New Stanton teen charged with killing mother, brother moved to detention center
A New Stanton teen who was undergoing mental health care after confessing to police that he killed his mother and younger brother was arraigned Friday on homicide and first-degree murder charges in the Nov. 30 slayings.
Mt. Pleasant District Judge Charles Moore ordered Jacob Roland Remaley, 14, held without bond in the Westmoreland County Juvenile Detention Center pending further court action.
Remaley is charged in the deaths of Dana Remaley, 46, and Caleb Remaley, 8, at the family's Thermo Village Road home. According to an affidavit of probable cause filed by state police Tpr. Jason Morgan, the teen used a Ruger .380-caliber handgun to shoot his mother and brother as they lay sleeping in their bedrooms after his father, David, left for work about 5:40 a.m.
According to police, Jacob Remaley retrieved the handgun from the top of the kitchen refrigerator just before 7 a.m. and loaded the weapon with a six-round magazine, also stored in the kitchen.

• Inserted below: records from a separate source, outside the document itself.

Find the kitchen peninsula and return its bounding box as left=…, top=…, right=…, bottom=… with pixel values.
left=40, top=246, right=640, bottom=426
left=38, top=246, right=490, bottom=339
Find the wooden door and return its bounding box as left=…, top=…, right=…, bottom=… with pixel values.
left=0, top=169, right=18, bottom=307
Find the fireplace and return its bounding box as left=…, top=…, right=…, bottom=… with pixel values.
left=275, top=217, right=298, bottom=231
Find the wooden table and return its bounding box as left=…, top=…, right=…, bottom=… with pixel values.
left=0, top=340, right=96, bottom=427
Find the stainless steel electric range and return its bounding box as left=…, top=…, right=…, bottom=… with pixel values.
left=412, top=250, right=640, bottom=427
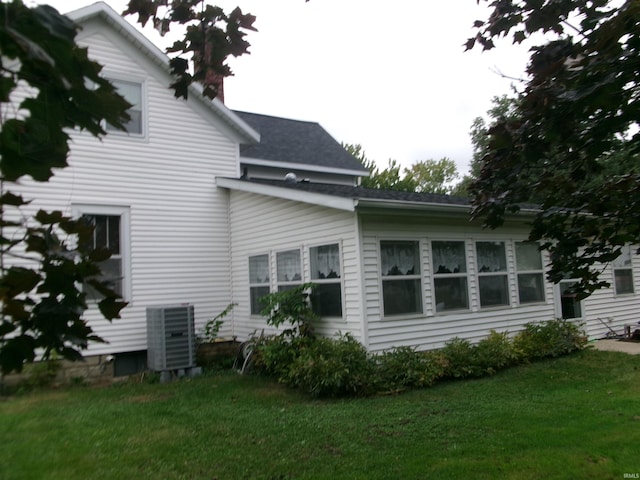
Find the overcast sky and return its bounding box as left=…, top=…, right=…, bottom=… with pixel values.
left=33, top=0, right=528, bottom=172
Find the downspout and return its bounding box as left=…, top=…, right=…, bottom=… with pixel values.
left=353, top=199, right=369, bottom=350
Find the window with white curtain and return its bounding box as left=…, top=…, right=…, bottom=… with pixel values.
left=613, top=245, right=633, bottom=295
left=515, top=242, right=544, bottom=304
left=431, top=240, right=469, bottom=312
left=276, top=250, right=302, bottom=292
left=249, top=254, right=270, bottom=315
left=380, top=240, right=422, bottom=316
left=309, top=243, right=342, bottom=317
left=476, top=242, right=509, bottom=307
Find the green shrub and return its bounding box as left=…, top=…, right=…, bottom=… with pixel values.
left=376, top=347, right=447, bottom=391
left=474, top=330, right=519, bottom=375
left=286, top=334, right=375, bottom=397
left=441, top=337, right=483, bottom=378
left=252, top=335, right=315, bottom=383
left=260, top=283, right=318, bottom=337
left=513, top=318, right=587, bottom=361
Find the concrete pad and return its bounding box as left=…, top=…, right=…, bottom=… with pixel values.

According to police, the teen then walked first into his mother's room and then into his brother's room, shooting each once in the forehead, according to the affidavit.

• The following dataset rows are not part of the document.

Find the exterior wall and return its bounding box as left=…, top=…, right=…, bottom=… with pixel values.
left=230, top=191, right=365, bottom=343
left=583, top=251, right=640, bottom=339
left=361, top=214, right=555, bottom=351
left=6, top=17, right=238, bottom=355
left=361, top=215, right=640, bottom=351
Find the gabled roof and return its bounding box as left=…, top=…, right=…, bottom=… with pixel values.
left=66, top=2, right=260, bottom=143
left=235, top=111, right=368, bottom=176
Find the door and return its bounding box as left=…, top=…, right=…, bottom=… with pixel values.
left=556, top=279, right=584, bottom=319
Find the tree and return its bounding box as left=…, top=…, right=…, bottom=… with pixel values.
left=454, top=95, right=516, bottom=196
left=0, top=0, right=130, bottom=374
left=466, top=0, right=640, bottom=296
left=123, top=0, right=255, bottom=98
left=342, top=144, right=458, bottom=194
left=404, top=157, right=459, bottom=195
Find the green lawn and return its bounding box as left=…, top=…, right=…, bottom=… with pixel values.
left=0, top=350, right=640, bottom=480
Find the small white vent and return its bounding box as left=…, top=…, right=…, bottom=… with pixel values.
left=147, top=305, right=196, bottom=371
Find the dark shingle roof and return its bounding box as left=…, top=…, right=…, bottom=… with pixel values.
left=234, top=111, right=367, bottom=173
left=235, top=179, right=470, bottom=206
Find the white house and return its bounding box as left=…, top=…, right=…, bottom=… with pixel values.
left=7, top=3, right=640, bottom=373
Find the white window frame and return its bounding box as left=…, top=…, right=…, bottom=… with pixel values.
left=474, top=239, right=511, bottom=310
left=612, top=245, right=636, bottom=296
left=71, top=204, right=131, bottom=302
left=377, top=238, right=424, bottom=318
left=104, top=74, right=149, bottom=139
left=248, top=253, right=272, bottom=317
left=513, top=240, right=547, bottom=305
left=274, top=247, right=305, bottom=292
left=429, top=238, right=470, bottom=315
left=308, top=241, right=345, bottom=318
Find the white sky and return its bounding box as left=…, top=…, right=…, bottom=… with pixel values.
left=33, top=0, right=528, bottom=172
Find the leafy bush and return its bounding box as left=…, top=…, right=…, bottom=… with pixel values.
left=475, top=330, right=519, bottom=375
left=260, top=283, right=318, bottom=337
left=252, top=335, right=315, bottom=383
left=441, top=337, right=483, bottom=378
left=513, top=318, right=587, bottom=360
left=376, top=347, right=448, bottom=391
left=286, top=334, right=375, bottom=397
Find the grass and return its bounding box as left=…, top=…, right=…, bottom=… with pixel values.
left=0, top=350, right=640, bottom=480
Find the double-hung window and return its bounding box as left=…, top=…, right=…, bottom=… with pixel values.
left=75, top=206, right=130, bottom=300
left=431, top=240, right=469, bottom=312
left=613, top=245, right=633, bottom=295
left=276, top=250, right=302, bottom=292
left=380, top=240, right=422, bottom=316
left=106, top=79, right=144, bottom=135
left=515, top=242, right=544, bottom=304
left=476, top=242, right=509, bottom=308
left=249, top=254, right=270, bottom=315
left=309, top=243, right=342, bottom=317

Morgan stated Remaley told him that “if his father, David, would have been in the residence at the time ... he would have shot him as well.”
Police said Jacob Remaley called 911 from the home at 6:53 a.m. and asked for help, initially telling 911 operators that his father had shot his mother and brother.
First responders arrived to find Jacob Remaley in the front yard with a bloody knee and left index finger, wearing only a white T-shirt and gray boxer briefs, the affidavit stated. The teen later was taken by ambulance to Excela Westmoreland Hospital in Greensburg, where he was interviewed by police and confessed to the killings before being taken to a mental health facility in Latrobe.
State police spokesman Tpr. Steve Limani has said police interviews with the suspect and his father did not reveal an exact motive, indicating that Jacob Remaley had some typical teenage disputes with his parents, but “nothing that would lead to such a horrific act.”